Dat is letterlijk terug te zien in de pirouettes van Olga Kurylenko, die flink wat rondjes draait door zowel Parijs als Texas, maar vooral ook in de elegante manier van bewegen van alle personen. In de manier waarop mensen op elkaar afkomen of van elkaar weggaan, in kleine maar belangrijke gebaren. En natuurlijk in het wederom zwierende, fantastische camerawerk van Emmanuel Lubezki, al een decennium lang misschien wel de belangrijkste medewerker van de regisseur.
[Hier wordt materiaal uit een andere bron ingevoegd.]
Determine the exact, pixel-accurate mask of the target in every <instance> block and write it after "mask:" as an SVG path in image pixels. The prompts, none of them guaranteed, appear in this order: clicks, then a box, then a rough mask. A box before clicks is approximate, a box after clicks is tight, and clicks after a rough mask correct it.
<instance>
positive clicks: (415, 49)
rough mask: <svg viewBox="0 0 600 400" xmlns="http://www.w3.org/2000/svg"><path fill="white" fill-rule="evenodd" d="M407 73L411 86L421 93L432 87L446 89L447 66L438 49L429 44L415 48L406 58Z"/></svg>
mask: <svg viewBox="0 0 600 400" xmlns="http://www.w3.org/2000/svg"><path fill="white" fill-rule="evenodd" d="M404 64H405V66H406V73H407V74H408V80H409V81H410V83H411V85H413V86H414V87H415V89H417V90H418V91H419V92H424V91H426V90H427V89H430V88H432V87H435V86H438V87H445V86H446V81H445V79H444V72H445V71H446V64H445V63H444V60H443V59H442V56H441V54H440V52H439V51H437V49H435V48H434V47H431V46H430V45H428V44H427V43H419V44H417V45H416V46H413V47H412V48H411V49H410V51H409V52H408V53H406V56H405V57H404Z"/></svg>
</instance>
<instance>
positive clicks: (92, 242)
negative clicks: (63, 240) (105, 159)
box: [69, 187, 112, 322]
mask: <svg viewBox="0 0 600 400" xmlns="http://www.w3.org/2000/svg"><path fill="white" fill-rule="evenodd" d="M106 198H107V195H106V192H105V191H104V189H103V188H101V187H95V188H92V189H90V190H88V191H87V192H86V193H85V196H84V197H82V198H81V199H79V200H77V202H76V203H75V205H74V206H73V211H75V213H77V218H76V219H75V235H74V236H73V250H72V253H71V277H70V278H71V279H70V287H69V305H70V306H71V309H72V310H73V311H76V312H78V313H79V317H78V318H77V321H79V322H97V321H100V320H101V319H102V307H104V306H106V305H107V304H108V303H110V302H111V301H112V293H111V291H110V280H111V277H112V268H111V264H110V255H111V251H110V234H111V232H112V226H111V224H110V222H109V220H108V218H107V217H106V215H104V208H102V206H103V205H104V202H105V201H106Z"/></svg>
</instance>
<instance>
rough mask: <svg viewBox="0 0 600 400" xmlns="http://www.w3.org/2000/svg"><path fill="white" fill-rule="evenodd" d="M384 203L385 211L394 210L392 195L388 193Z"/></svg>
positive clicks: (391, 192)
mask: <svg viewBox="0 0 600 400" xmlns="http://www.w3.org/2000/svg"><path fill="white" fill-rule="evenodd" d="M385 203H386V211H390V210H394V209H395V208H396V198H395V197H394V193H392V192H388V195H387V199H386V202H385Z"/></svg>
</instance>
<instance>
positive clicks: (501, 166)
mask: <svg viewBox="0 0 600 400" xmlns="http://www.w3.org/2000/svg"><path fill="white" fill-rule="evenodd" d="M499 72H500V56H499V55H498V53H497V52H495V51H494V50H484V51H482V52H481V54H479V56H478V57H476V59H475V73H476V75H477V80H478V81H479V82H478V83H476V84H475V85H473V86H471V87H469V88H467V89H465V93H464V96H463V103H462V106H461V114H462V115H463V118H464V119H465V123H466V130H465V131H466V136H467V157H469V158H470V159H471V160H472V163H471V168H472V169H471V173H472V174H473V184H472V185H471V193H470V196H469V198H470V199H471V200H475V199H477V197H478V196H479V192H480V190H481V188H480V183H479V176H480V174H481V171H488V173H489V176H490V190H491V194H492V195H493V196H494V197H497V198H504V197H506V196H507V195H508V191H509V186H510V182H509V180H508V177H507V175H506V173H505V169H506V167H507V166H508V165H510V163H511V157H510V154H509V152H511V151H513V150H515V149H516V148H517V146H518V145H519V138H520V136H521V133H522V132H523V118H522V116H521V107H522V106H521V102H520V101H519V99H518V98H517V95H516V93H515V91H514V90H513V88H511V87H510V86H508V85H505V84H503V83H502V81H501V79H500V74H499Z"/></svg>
Malick schreef tijdens het filmen hele passages tekst voor zijn acteurs, maar vroeg ze vervolgens vaak de gevoelens daarin uit te beelden met lichaamstaal in plaats van ze uit te spreken.
Het resultaat is zowel melodramatisch als minimalistisch. De soms nogal wollige teksten belandden in een voice-over, en sommige gebaren en bewegingen zijn juist vrij theatraal en overdreven, terwijl anderen gracieus en subtiel zijn. Mede door deze nog extremere non-traditionele vorm is To the Wonder Malicks minst toegankelijke film tot nu toe. Het helpt daarbij niet echt dat de klassieke muziekstukken waar Malick deze keer voor koos, en de originele score van Hanan Townshend, zwaar op de al serieuze stemming van de film drukken. Het verheffende en verlichtende van bepaalde sequenties in The Tree of Life blijft hier grotendeels uit.
Na dat hoogtepunt van zijn carrière is To the Wonder toch een lichte teleurstelling, die de vraag oproept of Malick niet iets meer de tijd had moeten nemen: dit is voor het eerst dat er niet minstens vijf jaar tussen twee opeenvolgende films van hem zit. De mooie beelden en cameravoering van Lubezki zijn voortdurend fantastisch (soms gaan scènes over van avond op ochtend, enkel en alleen omdat er dan in 'magic hour'-licht kon worden gefilmd), maar de associatieve montage is dit keer meer gesloten en minder uitnodigend. To the Wonder is Malicks meest afstandelijke en abstracte film tot nu toe. Opmerkelijk aangezien hij het liefdesverhaal en de rol van religie daarin op zeer persoonlijke ervaringen baseerde.